Einige hundert Meter von dem Naturrefugium entfernt liegt ein Tümpel, ein Amphibienteich, der ebenfalls keiner mehr ist. Selbst in den beiden vorangegangenen Trockenjahren war er nie ganz ausgetrocknet, sagt Stahl. Nun aber ist nicht mal mehr eine Pfütze zu sehen, nur noch feuchter Schlamm, von vormals im Wasser schwebenden Algen grün gefärbt. Das einzige Positive: Die meisten Amphibien konnten sich wohl retten, schätzt Stahl; nur die Goldfische, die irgendjemand hier vor Jahren ausgesetzt hatte, konnten das nicht. Denen trauert der Förster aber auch nicht nach, weil sie ohnehin nicht zum hiesigen Ökosystem gehören.
Für Stahl sind der Tümpel und die insgesamt zehn Quellen und Bächlein in seinem Revier rund um den Ottilienberg eine Art Skala, auf der er ablesen kann, was sich unter dem Waldboden tut. "Da bauch’ ich keine Grundwasser-Messstelle", die es hier ohnehin nicht gibt, sagt er: Eine einzige der zehn Quellen plätschert zurzeit noch, der Rest ist versiegt, der Tümpel ist trocken, einigen Buchen haben schon herbstgelbe Blätter. Im August.
Dabei würde bereits ein einziger ordentlicher Gewitterregen reichen, um die meisten Bäume in seinem Revier für die nächsten Wochen zu versorgen, sagt der Förster, der seit Jahren die Temperatur und Regenmengen aufzeichnet. 30 Liter oder mehr pro Quadratmeter müssten es zwar schon sein, aber "dann haben wir den Sommer überstanden". Nur: Die letzten beiden Gewitterfronten hatten allenfalls Minigewitterchen mit viel zu wenig Regen gebracht. In dieser Hinsicht ist der Kraichgau, die "badische Toskana", klar benachteiligt, meint Stahl.

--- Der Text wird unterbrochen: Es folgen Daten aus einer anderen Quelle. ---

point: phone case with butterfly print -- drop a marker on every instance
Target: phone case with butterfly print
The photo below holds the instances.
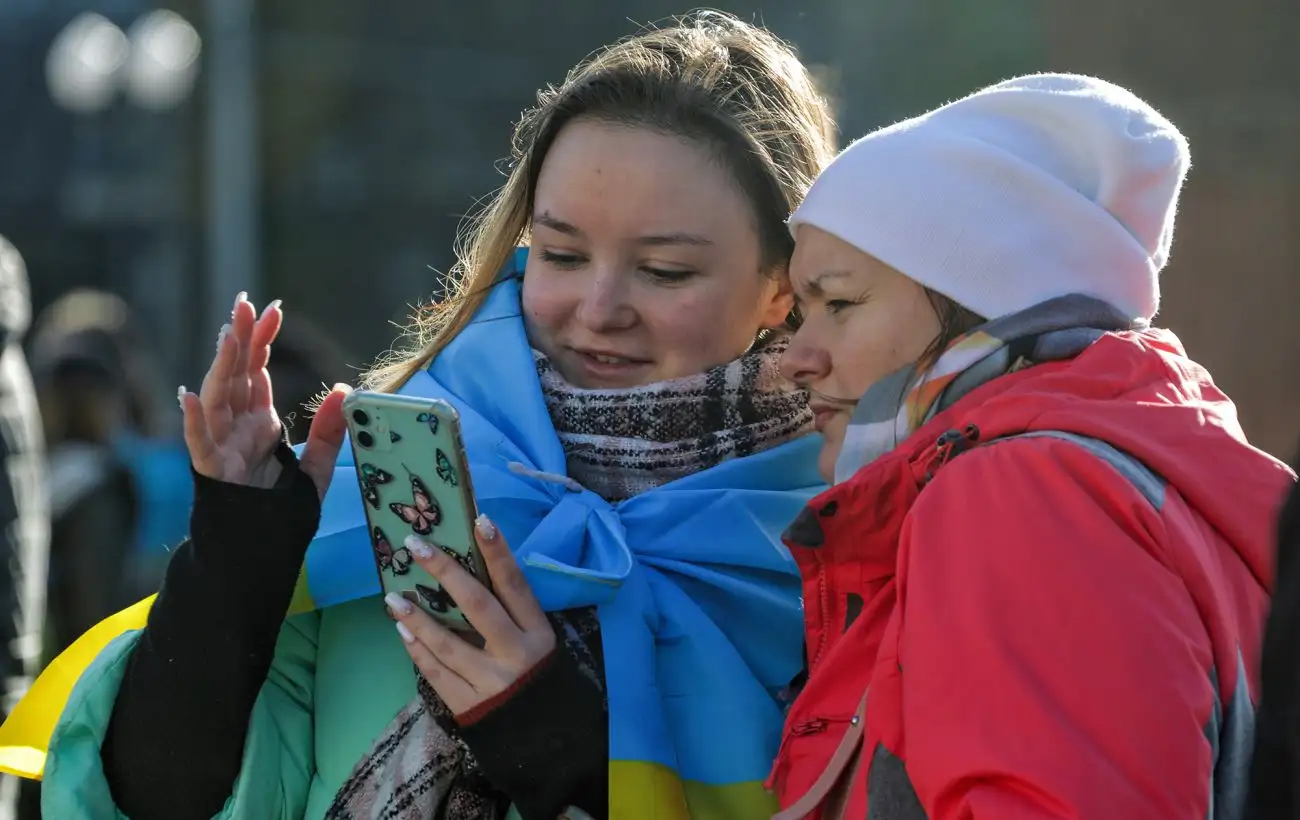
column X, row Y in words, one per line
column 414, row 478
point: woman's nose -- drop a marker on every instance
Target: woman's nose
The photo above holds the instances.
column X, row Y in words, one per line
column 805, row 361
column 605, row 303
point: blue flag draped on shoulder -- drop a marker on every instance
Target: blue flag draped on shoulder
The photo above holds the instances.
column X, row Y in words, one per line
column 697, row 598
column 698, row 601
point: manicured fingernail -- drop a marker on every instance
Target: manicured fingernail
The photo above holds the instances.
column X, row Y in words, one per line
column 398, row 604
column 485, row 528
column 417, row 547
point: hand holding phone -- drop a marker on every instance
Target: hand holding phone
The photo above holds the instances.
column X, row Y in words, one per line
column 414, row 478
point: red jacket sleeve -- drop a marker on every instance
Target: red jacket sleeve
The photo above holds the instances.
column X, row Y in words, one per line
column 1052, row 666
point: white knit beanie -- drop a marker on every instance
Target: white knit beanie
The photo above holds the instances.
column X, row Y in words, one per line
column 1032, row 189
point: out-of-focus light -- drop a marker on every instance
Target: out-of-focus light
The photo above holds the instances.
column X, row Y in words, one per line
column 164, row 60
column 85, row 63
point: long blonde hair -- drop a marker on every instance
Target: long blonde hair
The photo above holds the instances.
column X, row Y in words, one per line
column 709, row 77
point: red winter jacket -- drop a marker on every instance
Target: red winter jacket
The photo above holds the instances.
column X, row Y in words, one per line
column 1062, row 624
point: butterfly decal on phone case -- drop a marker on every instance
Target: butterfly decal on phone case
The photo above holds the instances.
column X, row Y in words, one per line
column 398, row 560
column 429, row 419
column 423, row 513
column 460, row 559
column 436, row 598
column 445, row 471
column 371, row 480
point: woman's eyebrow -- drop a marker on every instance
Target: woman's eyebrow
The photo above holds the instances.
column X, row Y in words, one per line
column 814, row 286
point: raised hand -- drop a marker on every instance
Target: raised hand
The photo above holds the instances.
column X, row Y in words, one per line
column 232, row 428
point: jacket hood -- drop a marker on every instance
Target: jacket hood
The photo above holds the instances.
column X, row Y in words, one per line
column 1140, row 393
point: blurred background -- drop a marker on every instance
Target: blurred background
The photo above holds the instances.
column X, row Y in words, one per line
column 154, row 161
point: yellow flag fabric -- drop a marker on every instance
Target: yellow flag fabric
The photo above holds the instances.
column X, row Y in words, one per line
column 25, row 734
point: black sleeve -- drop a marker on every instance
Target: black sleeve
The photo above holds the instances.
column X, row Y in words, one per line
column 176, row 737
column 1275, row 763
column 546, row 743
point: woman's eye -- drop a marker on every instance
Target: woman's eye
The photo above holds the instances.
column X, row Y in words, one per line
column 562, row 260
column 663, row 274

Aber selbst dort, wo der Waldboden noch feucht ist, unten, in der Auenlandschaft beim Jägersee, verändert sich der Wald. Ein Pilz setzt bekanntlich seit Jahren den feuchtigkeitsliebenden Eschen zu, und die Forstarbeiter kommen mit dem Fällen der sterbenden oder bereits toten Bäume kaum nach. Inzwischen musste daher auch der beliebte Bohlenweg des "Waldfühlpfades" am Jägersee gesperrt werden. Zu groß ist die Gefahr, dass eine der Eschen umstürzt, während jemand auf dem Pfad läuft: Zwei Stämme, die quer über dem Weg liegen und eine dicke Bohle zertrümmert haben, zeigen, dass dieses Risiko real ist, auch wenn natürlich nicht ständig ein Baum umfällt oder ein Ast abbricht, wie Stahl betont. Abseits der breiten Waldwege ist die Gefahr aber nicht zu unterschätzen.

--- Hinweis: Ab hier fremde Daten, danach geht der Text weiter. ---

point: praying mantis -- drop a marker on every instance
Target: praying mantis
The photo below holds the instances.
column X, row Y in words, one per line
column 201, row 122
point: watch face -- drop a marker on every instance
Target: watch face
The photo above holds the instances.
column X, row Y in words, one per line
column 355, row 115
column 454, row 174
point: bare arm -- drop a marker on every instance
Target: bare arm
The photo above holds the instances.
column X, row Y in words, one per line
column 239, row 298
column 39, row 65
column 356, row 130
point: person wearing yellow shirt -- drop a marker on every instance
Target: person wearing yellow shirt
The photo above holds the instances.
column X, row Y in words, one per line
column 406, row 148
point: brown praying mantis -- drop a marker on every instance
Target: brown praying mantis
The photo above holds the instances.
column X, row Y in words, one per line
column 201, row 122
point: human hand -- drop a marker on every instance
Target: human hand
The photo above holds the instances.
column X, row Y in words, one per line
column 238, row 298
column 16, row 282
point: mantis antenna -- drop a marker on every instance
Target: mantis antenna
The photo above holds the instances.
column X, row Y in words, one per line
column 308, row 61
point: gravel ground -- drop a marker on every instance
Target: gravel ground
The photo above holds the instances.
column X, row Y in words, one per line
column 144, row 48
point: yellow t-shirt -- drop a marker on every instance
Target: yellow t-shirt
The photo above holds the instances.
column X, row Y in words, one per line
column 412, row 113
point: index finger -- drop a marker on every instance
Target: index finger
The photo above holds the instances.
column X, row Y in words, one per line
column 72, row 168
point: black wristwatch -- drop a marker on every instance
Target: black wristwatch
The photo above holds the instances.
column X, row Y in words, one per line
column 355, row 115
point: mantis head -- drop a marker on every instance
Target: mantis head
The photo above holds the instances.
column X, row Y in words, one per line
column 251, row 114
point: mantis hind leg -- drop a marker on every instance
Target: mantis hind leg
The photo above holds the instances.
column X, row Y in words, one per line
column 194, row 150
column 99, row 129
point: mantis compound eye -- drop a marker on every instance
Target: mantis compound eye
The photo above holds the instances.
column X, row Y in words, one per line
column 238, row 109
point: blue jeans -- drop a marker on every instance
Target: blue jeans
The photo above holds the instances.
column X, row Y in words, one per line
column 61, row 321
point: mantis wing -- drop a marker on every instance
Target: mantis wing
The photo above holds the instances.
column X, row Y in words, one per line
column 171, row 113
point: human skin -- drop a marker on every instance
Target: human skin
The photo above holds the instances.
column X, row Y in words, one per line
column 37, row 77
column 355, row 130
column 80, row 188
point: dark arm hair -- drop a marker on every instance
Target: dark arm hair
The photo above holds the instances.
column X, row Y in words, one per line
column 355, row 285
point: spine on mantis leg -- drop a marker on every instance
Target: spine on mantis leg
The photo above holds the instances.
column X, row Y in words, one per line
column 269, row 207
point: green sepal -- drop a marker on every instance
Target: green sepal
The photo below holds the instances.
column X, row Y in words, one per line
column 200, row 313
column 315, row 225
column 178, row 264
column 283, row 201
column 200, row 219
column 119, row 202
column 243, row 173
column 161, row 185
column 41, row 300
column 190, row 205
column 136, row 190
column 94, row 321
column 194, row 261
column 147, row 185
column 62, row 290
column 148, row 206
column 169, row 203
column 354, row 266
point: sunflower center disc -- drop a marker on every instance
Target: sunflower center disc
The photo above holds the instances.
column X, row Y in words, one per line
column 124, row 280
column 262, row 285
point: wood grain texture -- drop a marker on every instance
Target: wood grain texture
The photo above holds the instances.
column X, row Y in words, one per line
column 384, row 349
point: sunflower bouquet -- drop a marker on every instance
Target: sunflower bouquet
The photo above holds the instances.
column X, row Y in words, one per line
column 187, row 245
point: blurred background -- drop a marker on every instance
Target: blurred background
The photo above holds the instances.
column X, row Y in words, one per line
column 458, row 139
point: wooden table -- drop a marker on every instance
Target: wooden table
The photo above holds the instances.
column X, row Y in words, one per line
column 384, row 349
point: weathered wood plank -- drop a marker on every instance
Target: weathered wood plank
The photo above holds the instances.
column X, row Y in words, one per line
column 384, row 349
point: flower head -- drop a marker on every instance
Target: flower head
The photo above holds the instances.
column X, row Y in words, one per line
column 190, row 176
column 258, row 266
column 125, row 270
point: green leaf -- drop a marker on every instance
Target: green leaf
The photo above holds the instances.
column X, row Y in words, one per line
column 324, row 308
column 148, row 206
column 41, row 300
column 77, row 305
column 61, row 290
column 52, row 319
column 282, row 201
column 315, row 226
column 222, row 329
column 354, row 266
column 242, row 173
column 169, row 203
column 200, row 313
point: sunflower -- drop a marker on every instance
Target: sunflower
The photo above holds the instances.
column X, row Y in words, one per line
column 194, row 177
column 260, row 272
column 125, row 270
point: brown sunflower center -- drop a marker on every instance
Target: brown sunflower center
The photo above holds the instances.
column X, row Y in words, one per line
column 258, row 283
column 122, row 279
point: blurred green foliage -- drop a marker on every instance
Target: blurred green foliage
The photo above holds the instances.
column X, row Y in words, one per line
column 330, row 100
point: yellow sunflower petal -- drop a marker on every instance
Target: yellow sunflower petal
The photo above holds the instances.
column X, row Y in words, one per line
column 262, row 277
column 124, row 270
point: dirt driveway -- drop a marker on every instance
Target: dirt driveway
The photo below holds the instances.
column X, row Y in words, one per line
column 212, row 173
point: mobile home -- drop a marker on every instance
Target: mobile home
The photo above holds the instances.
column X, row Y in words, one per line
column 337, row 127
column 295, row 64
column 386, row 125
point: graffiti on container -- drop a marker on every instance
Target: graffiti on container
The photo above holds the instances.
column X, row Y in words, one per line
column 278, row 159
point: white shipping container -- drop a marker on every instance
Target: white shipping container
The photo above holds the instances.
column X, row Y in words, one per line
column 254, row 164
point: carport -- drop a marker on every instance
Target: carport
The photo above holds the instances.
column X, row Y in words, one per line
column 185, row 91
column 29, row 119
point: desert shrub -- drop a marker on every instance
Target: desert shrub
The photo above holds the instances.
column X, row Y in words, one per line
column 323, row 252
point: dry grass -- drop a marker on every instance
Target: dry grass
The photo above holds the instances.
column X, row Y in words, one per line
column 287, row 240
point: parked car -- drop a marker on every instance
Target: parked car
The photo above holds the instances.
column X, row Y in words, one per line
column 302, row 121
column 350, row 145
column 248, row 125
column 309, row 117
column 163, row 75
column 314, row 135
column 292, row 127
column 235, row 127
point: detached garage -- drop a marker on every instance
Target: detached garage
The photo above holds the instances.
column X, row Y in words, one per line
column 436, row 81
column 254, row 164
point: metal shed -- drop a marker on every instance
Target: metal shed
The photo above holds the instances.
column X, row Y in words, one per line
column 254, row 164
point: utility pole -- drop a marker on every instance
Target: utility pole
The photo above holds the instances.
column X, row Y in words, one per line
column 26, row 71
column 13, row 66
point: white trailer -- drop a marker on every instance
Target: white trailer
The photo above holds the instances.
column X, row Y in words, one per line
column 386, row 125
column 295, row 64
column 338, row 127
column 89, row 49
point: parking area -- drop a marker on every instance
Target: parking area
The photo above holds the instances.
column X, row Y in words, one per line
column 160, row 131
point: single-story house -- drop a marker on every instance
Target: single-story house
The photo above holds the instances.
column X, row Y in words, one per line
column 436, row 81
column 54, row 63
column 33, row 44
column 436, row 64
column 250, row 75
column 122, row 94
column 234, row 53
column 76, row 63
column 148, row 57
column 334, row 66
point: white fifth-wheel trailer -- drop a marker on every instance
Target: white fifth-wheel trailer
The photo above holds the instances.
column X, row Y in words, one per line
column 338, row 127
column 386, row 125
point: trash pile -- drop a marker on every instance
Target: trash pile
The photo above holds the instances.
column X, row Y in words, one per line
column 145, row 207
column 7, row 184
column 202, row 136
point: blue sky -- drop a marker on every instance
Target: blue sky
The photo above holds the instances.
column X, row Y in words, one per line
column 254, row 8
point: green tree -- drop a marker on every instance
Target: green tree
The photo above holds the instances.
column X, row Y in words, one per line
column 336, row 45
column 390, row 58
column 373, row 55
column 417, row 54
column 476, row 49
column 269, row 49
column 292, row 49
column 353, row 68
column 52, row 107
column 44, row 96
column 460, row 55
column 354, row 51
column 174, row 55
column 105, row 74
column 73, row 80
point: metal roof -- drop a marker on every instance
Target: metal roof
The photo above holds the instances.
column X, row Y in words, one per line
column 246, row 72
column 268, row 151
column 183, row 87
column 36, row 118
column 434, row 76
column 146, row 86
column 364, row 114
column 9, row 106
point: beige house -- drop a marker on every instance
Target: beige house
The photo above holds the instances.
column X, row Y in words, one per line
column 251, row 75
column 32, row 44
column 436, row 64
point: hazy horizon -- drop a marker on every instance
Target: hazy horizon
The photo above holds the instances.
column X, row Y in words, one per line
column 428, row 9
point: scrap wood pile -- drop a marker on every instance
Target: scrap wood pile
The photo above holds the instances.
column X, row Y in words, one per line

Weil die Bohlen an mehreren Stellen des 200 Meter langen Pfades beschädigt sind, werden sich die Waldarbeiter wohl im kommenden Jahr zwei bis drei Tage lang der Restaurierung widmen müssen, oder besser: "Einem Neubau", wie Stahl schätzt, denn viel ist wohl nicht mehr zu retten. Vorher aber müssen erst die kranken Eschen gefällt werden. Und das ist durchaus ein logistisches Problem, denn eigentlich würde Stahl die Zeit ab November gerne nutzen, um neue Bäume zu pflanzen, weil die Wurzeln dann besser anwachsen als im März oder April, wenn schon wieder die Frühjahrstrockenheit droht. Doch angesichts der vielen "Baustellen" im Wald, "kriegen wir das momentan nicht hin", räumt Stahl ein, man feile aber am Zeitplan.

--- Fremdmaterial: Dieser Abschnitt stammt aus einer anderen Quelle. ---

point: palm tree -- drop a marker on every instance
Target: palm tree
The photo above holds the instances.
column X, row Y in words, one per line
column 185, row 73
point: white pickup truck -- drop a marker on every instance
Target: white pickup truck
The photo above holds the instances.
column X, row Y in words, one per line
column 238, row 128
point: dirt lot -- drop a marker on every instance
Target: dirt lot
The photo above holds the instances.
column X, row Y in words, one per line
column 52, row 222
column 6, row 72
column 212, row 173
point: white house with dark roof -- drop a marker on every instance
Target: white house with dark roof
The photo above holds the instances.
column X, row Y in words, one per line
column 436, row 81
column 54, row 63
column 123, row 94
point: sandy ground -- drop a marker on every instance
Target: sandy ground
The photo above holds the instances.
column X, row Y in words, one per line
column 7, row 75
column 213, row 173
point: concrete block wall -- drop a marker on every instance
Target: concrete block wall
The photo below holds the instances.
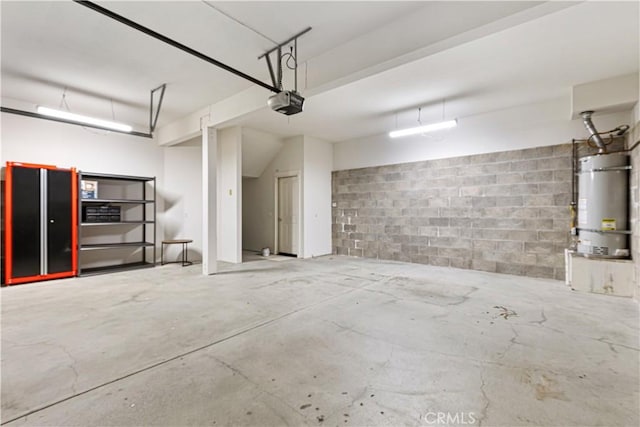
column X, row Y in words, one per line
column 503, row 212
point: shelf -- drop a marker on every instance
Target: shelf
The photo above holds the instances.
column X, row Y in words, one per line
column 116, row 177
column 117, row 223
column 116, row 201
column 133, row 195
column 113, row 268
column 92, row 246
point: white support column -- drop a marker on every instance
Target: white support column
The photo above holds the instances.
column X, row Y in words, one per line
column 230, row 195
column 209, row 200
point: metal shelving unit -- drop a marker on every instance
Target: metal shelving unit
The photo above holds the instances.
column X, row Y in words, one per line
column 134, row 198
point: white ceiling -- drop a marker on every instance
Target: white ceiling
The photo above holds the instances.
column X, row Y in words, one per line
column 363, row 61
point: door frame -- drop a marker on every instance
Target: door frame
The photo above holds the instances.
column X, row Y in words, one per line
column 277, row 176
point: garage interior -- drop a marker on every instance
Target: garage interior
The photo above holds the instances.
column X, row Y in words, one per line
column 265, row 266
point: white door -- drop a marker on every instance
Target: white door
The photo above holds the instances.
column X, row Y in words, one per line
column 288, row 215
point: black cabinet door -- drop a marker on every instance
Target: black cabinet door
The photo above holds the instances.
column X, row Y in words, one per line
column 26, row 220
column 58, row 221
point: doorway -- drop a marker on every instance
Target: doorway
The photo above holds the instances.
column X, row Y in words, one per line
column 288, row 215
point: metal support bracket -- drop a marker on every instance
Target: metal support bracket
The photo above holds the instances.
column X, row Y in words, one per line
column 276, row 80
column 153, row 119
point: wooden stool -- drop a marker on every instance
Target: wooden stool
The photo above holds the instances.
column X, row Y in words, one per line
column 184, row 242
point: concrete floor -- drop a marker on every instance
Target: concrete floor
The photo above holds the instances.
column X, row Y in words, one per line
column 329, row 341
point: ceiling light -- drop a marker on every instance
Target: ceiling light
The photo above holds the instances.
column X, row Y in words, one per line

Derzeit stellt der Förster die Bestellung für die Jungbäume zusammen, denn wer zu spät dran ist, guckt inzwischen in die Röhre oder muss eine schlechtere Qualität akzeptieren. Aktuell seien in den Baumschulen bereits nahezu alle klimaresistenten Pflanzen ausverkauft, sagt Stahl. Im Gewann "Fünffichtseiche" wird er allerdings keinen jungen Baum als Ersatz für die vertrockneten Buchen setzen. Der Bereich bleibt weiterhin der Natur überlassen. Aber es gibt viele weitere Stellen im Revier, die aufgeforstet werden. Dabei wird es ein paar "Kleinversuche mit Exoten" geben, sagt Stahl, aber im Wesentlichen will man sich an europäische Baumarten halten, um in Eppingen weiterhin einen Mischwald zu haben. Buchen werden allerdings kaum darunter sein.